In Chimbwete and Nang’ombe, mentors David Mumba and Linda Ndiweni have encouraged neighboring communities to open centers for the large number of out-of-school children. They’ve recruited 10 new mentors and organized a three-day training program for them. The new mentors have opened four new centers, which Mumba and Ndiweni visit regularly, despite the long walks and the responsibilities of their own centers. When one of the mentors died last year, Ndiweni and Mumba organized contributions for the family from all of the mentors. At the burial, Ndiweni urged the community to find another mentor, which they've done.

In the Chikuni, Monze district—the number of centers has grown from two to 21with support from the Catholic Church and the formal school system. Each center has at least two mentors and all attend monthly training sessions and regular refresher courses. The strong test scores of the children from the Chikuni, Monze learning center in comparison to the students from the government schools provides an early indication of the project’s success. Equally promising is the unique partnership that is emerging in the district, with the government schools and the Catholic Church supporting the expansion of the learning centers.
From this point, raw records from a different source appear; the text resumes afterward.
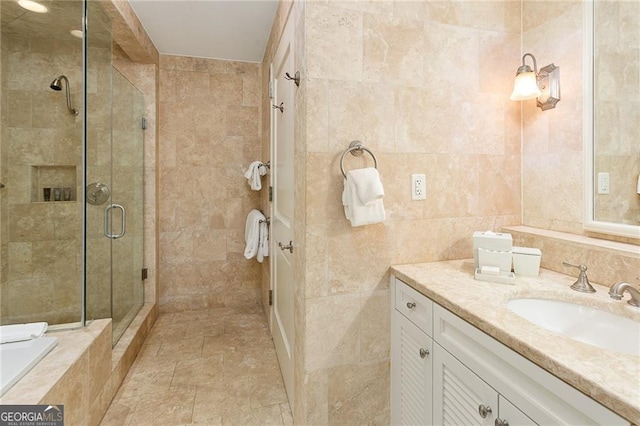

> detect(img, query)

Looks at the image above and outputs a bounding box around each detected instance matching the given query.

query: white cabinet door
[433,343,498,426]
[391,310,433,425]
[496,395,537,426]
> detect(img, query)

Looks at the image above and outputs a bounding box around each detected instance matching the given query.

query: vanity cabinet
[391,274,433,425]
[433,343,536,426]
[391,277,629,426]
To Laflin, the collaboration shows how the formal and informal systems can benefit one another. “We’re encouraging these kinds of alliances throughout the country,” he says. “The formal schools have resources and infrastructure that they can share with the learning centers, and the centers help to relieve overcrowding in the schools—as well as reaching children that the formal system cannot.”
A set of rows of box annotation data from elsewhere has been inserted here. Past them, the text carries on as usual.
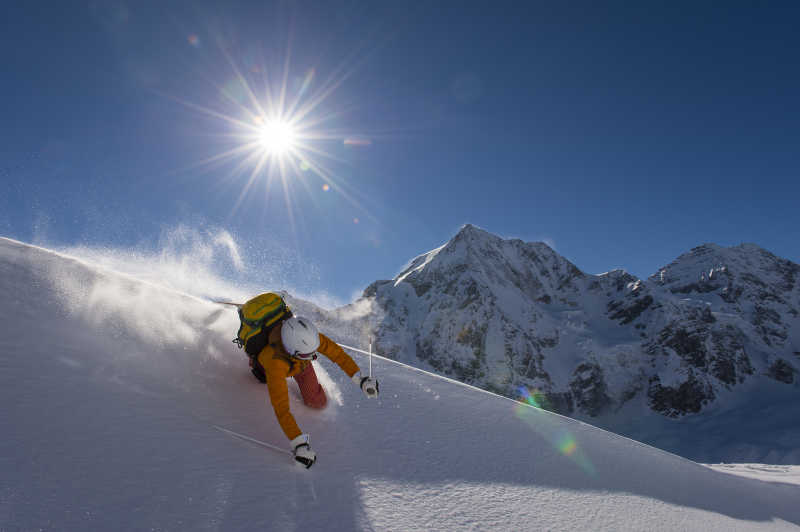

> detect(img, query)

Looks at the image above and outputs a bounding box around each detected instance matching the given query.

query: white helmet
[281,317,319,360]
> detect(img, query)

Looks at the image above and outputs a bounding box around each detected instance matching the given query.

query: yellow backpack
[233,292,292,357]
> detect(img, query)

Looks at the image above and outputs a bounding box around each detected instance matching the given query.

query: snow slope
[0,239,800,532]
[358,224,800,464]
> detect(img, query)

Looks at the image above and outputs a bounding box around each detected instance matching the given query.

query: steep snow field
[0,239,800,532]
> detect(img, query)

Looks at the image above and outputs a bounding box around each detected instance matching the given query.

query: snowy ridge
[361,225,800,463]
[0,239,800,531]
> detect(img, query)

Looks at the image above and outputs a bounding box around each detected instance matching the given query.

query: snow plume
[60,225,252,297]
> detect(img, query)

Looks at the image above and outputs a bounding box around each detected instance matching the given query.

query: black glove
[291,434,317,469]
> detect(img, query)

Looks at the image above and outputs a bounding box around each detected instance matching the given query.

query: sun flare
[169,36,372,228]
[258,120,297,156]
Interactive Radio Instruction (IRI) in Developing Countries

For the past three decades, EDC's Center for Multichannel Learning (MCL) has pioneered the use of radio to bring curriculum and teacher training to classrooms in some of the world's least-developed countries. Throughout Africa and South America, radio has been a tremendous resource for learning and dissemination.

Recognizing radio's potential as an untapped learning channel, EDC staff members began developing radio-based curriculum and teacher training materials. The radio lessons use stories, songs, physical activities, and role plays that encourage and model interactive exchanges between teachers and students.